Entretanto, ele acrescentou que, levando em conta a posição dos ferimentos causados pelos projéteis, é “altamente improvável” que Alan tenha efetuado os dois últimos disparos, “carecendo de auxílio manual direto para o posicionamento da pistola”.

Já em 2017, em um laudo complementar, o médico legista Hermógenes Biondi Santos considerou “pouco provável” que a vítima tenha se levantado após ser atingida pelo primeiro tiro, andado de cinco a seis metros para pegar a arma, aberto o velcro do colete e efetuado mais dois disparos contra o próprio tórax.

Como os exames periciais se mostraram compatíveis às duas versões apresentadas, de suicídio ou homicídio, a Promotoria pediu à Justiça a impronúncia do caso, isto é, que ele fosse encerrado sem que a ré fosse a júri popular.
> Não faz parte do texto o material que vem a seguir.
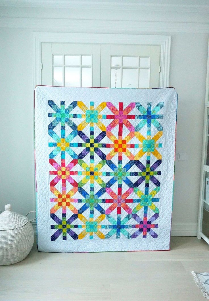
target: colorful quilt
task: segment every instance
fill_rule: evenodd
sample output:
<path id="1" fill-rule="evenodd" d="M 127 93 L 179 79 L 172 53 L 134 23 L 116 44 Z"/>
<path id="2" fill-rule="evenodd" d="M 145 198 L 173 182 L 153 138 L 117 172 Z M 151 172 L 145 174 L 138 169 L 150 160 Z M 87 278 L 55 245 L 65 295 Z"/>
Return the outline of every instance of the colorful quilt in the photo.
<path id="1" fill-rule="evenodd" d="M 38 86 L 40 251 L 169 249 L 174 88 Z"/>

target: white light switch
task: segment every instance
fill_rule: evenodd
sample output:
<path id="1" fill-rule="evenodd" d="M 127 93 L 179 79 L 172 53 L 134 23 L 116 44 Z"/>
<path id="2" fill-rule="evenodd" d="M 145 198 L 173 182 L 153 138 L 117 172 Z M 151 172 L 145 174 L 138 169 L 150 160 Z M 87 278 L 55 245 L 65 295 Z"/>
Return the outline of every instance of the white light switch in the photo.
<path id="1" fill-rule="evenodd" d="M 178 154 L 178 160 L 184 160 L 185 159 L 185 154 L 183 153 L 179 153 Z"/>

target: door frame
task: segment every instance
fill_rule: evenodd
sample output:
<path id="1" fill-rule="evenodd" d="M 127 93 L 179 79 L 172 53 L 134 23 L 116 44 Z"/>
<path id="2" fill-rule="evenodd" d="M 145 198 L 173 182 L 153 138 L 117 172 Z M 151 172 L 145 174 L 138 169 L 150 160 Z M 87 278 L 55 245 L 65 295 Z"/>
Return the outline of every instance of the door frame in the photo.
<path id="1" fill-rule="evenodd" d="M 41 44 L 43 43 L 120 44 L 152 45 L 160 47 L 159 88 L 169 85 L 170 36 L 77 33 L 32 33 L 33 84 L 34 89 L 41 83 Z M 69 42 L 70 41 L 70 42 Z M 159 70 L 159 72 L 160 70 Z"/>

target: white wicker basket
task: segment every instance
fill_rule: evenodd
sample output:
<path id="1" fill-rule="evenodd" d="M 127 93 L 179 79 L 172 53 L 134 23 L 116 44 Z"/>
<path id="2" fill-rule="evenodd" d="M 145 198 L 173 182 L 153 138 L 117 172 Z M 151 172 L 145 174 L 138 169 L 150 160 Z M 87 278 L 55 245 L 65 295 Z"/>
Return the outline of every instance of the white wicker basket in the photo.
<path id="1" fill-rule="evenodd" d="M 5 208 L 0 214 L 0 265 L 22 260 L 34 241 L 33 228 L 28 218 L 11 211 L 11 205 Z"/>

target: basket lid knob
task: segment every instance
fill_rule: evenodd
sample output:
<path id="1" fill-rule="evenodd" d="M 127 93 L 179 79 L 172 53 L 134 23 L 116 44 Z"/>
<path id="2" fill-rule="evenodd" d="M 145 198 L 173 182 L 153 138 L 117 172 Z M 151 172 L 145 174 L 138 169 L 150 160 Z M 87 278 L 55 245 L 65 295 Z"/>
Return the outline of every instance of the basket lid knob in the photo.
<path id="1" fill-rule="evenodd" d="M 11 211 L 12 205 L 10 204 L 8 204 L 5 206 L 5 211 Z"/>

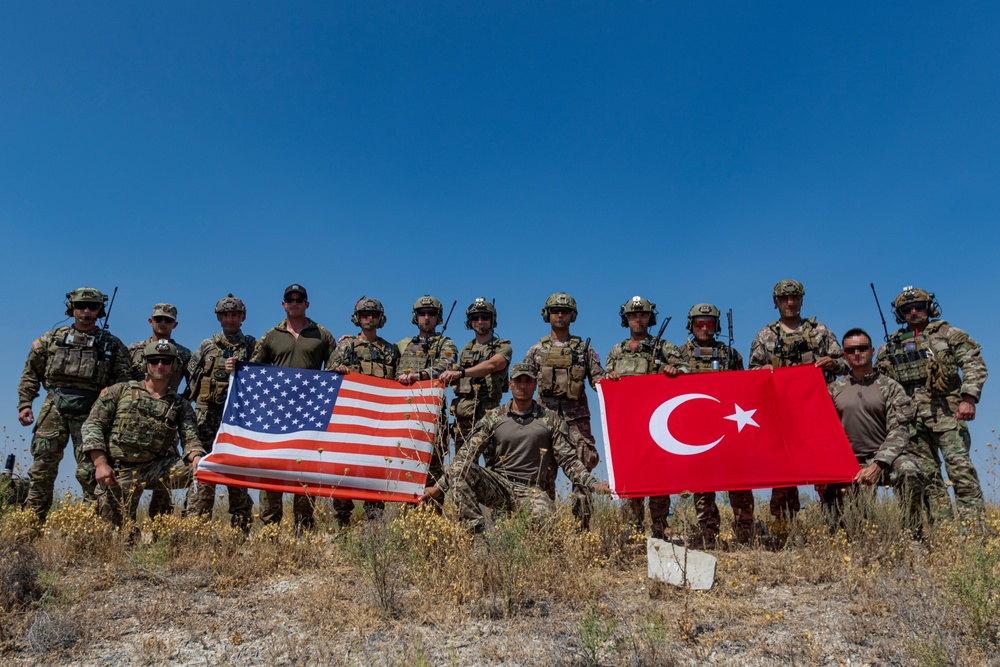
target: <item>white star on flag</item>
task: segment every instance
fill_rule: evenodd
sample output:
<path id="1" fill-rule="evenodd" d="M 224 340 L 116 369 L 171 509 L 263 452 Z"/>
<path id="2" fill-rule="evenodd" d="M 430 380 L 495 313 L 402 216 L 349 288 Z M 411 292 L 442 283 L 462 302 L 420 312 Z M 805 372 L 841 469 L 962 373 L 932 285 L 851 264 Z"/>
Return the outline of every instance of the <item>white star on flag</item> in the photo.
<path id="1" fill-rule="evenodd" d="M 753 410 L 744 410 L 735 403 L 733 406 L 736 408 L 736 412 L 728 415 L 725 419 L 736 422 L 737 433 L 742 433 L 744 426 L 756 426 L 757 428 L 760 428 L 760 424 L 753 420 L 753 413 L 757 412 L 757 408 L 754 408 Z"/>

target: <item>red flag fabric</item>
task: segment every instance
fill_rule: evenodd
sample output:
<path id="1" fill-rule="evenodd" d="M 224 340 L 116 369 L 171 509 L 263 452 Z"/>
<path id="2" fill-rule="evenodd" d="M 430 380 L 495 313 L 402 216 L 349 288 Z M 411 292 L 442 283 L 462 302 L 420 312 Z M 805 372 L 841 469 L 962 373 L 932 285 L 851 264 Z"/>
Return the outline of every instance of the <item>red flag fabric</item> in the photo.
<path id="1" fill-rule="evenodd" d="M 625 377 L 597 393 L 619 496 L 849 482 L 860 469 L 814 366 Z"/>
<path id="2" fill-rule="evenodd" d="M 198 481 L 417 502 L 444 402 L 440 385 L 238 364 Z"/>

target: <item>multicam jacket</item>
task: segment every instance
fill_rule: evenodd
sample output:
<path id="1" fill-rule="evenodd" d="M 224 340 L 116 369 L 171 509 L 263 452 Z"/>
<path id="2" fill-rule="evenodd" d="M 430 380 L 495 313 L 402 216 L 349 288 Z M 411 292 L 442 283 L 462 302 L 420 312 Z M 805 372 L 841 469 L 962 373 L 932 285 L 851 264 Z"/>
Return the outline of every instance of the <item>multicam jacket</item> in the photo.
<path id="1" fill-rule="evenodd" d="M 962 395 L 978 401 L 988 375 L 983 348 L 944 320 L 916 335 L 907 328 L 893 333 L 879 349 L 876 366 L 903 385 L 921 420 L 943 419 L 952 427 Z"/>
<path id="2" fill-rule="evenodd" d="M 827 388 L 830 390 L 830 398 L 833 399 L 834 406 L 837 408 L 837 414 L 843 419 L 844 409 L 842 402 L 838 403 L 838 399 L 845 392 L 858 387 L 858 385 L 870 387 L 872 384 L 878 387 L 884 401 L 884 405 L 881 406 L 883 412 L 875 416 L 880 418 L 880 421 L 884 419 L 885 439 L 879 445 L 878 450 L 874 452 L 871 460 L 883 464 L 888 469 L 892 467 L 893 461 L 905 452 L 906 445 L 910 440 L 913 404 L 903 387 L 892 378 L 875 371 L 862 380 L 855 379 L 853 375 L 837 378 Z M 868 407 L 871 408 L 871 406 Z M 872 452 L 859 451 L 859 443 L 852 442 L 851 445 L 854 447 L 855 455 L 865 458 L 872 455 Z"/>
<path id="3" fill-rule="evenodd" d="M 17 409 L 30 408 L 42 386 L 50 393 L 67 389 L 92 394 L 92 405 L 101 389 L 128 380 L 130 373 L 128 350 L 110 332 L 59 327 L 31 344 L 17 387 Z"/>
<path id="4" fill-rule="evenodd" d="M 191 405 L 174 392 L 154 398 L 145 382 L 119 382 L 101 392 L 83 422 L 82 452 L 103 451 L 116 467 L 142 465 L 176 455 L 204 454 Z"/>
Na ocasião, o promotor Marco Antonio de Souza, o mesmo que denunciou Ranielly Antunes Castro, justificou que, embora a perícia reconheça a possibilidade de que Ranielly tenha efetuado os disparos contra Alan, “não declara ser impossível que ele tenha efetuado os três disparos contra si”.

A juíza responsável pelo caso, Élia Kinosita, rejeitou o pedido. Diante da decisão da magistrada, Ranielly será julgada pelo Tribunal do Júri. O julgamento está marcado para a próxima quinta-feira (23/4), em Osasco.

Ao Metrópoles, a defesa da cabeleireira, representada pelo advogado Fernando Pessoa Furegatti, disse esperar que a justiça seja feita. “Confiamos na sociedade de Osasco, que será competente para o julgamento de Ranielly”, afirmou em nota.

“Após longos 10 anos de angústia e sofrimento, não temos dúvida de que após a apresentação de todas as provas obtidas na investigação do presente caso, Ranielly será inocentada, e poderá voltar a viver sua vida com seus dois filhos dentro da maior normalidade possível. Estamos ansiosos para, finalmente, encerrarmos esta etapa crítica de sua vida, com a devida absolvição da Acusada”.